Borden started to say that he’d bought the young lady one drink on one occasion, for God’s sake, and here I was making a federal case out of it. Lolly said he was just making it worse every time he opened his mouth, whereupon he closed it.
“I think you came to my store once. It would have been after you took Marty’s cards but before he found out about it. I can’t be sure about the timetable, but I’ll try to ballpark it, okay? My guess is you grabbed the cards on Monday and dropped them in Luke’s apartment later the same day.

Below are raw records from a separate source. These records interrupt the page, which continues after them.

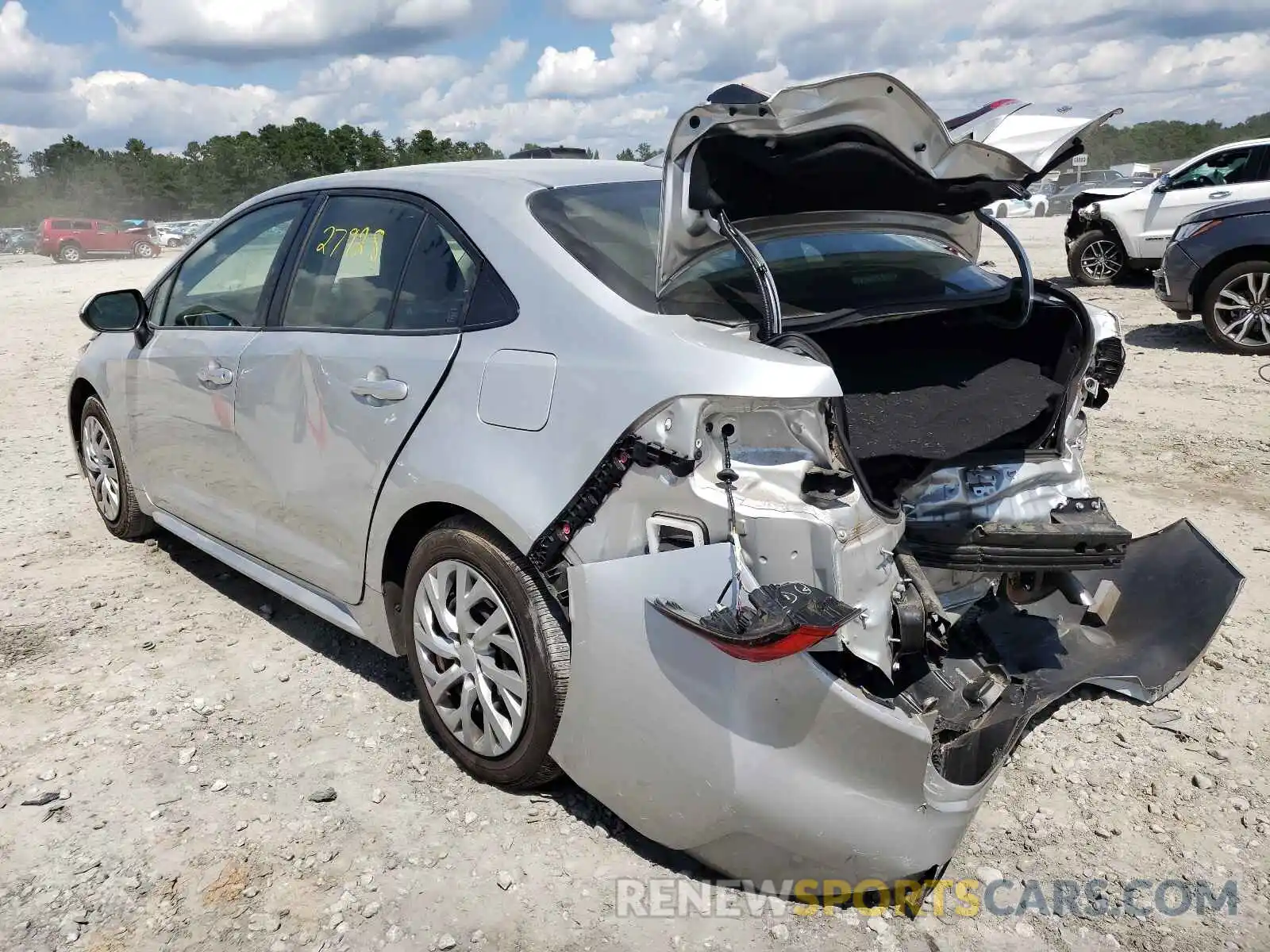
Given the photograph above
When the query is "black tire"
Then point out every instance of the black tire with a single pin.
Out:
(1096, 241)
(537, 630)
(1260, 343)
(130, 522)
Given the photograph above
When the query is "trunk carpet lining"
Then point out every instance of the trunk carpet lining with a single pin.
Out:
(925, 391)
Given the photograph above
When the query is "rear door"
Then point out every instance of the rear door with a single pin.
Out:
(333, 387)
(107, 238)
(181, 403)
(1225, 175)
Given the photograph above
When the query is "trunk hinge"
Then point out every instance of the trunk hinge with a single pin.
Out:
(1020, 255)
(772, 325)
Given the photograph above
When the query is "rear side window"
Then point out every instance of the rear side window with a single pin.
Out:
(611, 230)
(352, 264)
(438, 282)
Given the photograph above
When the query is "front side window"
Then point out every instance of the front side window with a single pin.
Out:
(352, 264)
(1230, 168)
(222, 283)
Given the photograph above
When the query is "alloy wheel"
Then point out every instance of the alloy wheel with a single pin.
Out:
(1102, 259)
(1242, 310)
(471, 658)
(103, 473)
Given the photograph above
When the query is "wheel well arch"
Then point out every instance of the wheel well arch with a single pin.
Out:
(80, 391)
(1203, 281)
(410, 527)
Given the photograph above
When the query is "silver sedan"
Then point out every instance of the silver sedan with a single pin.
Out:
(734, 489)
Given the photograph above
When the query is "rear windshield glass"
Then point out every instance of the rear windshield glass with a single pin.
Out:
(613, 232)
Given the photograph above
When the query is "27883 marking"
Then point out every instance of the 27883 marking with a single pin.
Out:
(360, 241)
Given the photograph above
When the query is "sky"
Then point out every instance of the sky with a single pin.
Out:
(603, 74)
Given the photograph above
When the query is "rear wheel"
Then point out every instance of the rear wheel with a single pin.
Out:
(487, 653)
(1237, 309)
(107, 475)
(1096, 258)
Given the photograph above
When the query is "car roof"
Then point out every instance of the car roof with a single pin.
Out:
(520, 177)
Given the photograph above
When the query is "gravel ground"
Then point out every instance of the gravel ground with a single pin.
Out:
(183, 716)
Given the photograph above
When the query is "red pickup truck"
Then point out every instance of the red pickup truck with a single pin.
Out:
(71, 240)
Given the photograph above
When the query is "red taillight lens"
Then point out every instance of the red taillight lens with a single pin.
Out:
(780, 621)
(798, 640)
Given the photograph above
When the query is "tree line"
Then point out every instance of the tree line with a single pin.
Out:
(70, 178)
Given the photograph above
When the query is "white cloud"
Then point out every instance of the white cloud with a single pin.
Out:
(249, 29)
(29, 63)
(1092, 55)
(610, 10)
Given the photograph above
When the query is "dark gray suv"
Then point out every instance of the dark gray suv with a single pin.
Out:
(1216, 266)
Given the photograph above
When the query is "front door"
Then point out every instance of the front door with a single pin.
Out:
(1229, 175)
(329, 393)
(186, 378)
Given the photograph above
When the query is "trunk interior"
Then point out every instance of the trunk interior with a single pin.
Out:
(926, 391)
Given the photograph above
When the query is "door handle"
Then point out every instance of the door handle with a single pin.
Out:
(378, 385)
(215, 376)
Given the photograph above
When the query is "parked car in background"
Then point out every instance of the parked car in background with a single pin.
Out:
(1111, 232)
(1034, 207)
(787, 466)
(18, 241)
(71, 240)
(1094, 177)
(171, 236)
(1217, 264)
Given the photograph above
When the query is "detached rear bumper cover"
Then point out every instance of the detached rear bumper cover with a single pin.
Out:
(683, 742)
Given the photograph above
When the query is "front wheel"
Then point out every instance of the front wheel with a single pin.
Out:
(487, 653)
(1096, 259)
(107, 475)
(1236, 309)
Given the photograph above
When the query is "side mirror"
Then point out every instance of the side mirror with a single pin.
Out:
(114, 310)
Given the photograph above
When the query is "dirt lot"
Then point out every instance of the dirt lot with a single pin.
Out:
(184, 715)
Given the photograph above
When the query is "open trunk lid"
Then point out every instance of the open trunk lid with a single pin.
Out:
(844, 146)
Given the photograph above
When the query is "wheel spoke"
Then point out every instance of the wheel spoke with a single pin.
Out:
(459, 616)
(510, 683)
(1259, 290)
(488, 628)
(448, 678)
(1240, 301)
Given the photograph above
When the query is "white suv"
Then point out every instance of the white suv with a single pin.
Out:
(1114, 230)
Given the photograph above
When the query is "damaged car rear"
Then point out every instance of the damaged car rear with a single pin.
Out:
(806, 647)
(734, 489)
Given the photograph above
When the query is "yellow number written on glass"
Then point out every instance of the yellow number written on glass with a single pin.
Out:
(360, 241)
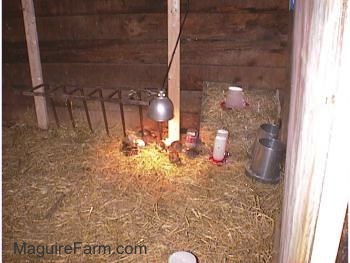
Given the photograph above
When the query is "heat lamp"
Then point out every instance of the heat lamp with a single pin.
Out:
(161, 108)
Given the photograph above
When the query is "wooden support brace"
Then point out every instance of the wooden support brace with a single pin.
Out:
(174, 73)
(34, 61)
(317, 171)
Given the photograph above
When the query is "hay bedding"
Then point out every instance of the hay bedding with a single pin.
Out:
(62, 186)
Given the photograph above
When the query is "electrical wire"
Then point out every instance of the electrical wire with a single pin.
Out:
(176, 45)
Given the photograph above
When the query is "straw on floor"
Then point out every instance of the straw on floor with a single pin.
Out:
(61, 186)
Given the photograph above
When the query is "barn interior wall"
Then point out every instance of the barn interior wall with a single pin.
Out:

Tuesday or Wednesday you came to my store and had a quick look around. Borden had mentioned the books he was buying, so you called him and told him you’d seen something at Barnegat Books that was right up his alley. If he hadn’t already told you that was one of the buildings he owned, he told you now.

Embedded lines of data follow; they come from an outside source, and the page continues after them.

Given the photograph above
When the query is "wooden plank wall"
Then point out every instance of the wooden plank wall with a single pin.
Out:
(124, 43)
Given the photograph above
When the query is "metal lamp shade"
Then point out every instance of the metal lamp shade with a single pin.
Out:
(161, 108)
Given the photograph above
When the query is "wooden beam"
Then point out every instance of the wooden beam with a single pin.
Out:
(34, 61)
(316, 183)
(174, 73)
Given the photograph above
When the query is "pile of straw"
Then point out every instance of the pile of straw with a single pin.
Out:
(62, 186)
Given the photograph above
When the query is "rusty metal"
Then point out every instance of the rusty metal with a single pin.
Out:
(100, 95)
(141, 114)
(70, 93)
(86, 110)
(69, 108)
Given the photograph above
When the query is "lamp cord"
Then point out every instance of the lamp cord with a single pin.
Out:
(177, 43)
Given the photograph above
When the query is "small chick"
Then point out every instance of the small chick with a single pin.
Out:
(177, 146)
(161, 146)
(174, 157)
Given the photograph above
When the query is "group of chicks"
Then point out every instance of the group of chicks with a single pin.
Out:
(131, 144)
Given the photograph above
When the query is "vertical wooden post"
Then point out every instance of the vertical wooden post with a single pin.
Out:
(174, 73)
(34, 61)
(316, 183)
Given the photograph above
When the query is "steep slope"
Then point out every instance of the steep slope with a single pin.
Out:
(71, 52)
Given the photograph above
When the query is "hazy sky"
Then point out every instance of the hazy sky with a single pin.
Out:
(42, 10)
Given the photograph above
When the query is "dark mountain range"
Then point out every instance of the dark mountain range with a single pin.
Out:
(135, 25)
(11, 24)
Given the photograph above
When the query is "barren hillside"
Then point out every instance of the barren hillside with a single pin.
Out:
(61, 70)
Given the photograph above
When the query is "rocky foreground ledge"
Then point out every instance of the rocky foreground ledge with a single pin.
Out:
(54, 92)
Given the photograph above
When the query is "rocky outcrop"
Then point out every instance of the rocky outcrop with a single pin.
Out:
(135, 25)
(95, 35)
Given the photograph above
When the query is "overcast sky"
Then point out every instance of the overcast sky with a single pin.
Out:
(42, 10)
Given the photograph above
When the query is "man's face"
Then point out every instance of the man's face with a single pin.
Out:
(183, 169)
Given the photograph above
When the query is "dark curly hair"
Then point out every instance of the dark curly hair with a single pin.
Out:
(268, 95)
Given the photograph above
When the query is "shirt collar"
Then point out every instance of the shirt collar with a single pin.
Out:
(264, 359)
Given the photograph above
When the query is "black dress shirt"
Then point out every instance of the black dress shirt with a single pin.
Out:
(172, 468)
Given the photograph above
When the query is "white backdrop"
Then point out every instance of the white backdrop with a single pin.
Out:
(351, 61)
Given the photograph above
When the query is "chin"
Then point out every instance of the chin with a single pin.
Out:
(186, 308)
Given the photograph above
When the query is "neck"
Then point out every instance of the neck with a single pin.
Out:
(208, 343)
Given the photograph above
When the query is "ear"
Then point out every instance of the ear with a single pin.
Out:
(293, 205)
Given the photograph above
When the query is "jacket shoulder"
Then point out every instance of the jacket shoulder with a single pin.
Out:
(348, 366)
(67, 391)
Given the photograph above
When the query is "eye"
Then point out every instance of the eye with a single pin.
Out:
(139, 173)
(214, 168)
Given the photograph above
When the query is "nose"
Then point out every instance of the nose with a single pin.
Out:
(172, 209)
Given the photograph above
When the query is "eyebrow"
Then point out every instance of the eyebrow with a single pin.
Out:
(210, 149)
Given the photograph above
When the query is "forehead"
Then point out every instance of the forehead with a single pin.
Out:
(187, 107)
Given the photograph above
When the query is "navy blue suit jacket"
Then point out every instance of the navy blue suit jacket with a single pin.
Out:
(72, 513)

“Meanwhile, Luke disappeared. You tried to reach him and you couldn’t. He didn’t answer his phone, and when you went over and pounded on his door, all you got was a sore hand. You started to get nervous. Maybe he’d skipped with the cards. But that didn’t seem likely, because the briefcase you gave him was locked and you’d described the contents in a way that wouldn’t set dollar signs blinking in his head. Maybe you said they were legal papers with blackmail value, something like that. It would give you a reason to hide them, but there’d be no way for him to cash in on them by himself.
“So he’d probably left the cards behind, but he himself was gone, and this wasn’t good. Suppose he got arrested on a dope charge and the police searched his apartment and found the cards while they were at it? Suppose he actually got work out of town and didn’t come back for two or three months? Suddenly stowing the cards on West End Avenue didn’t seem like such a good idea.
“Now you had more use for me than ever. If I was a burglar, maybe I could do something useful for a change. Maybe I could open his door for you.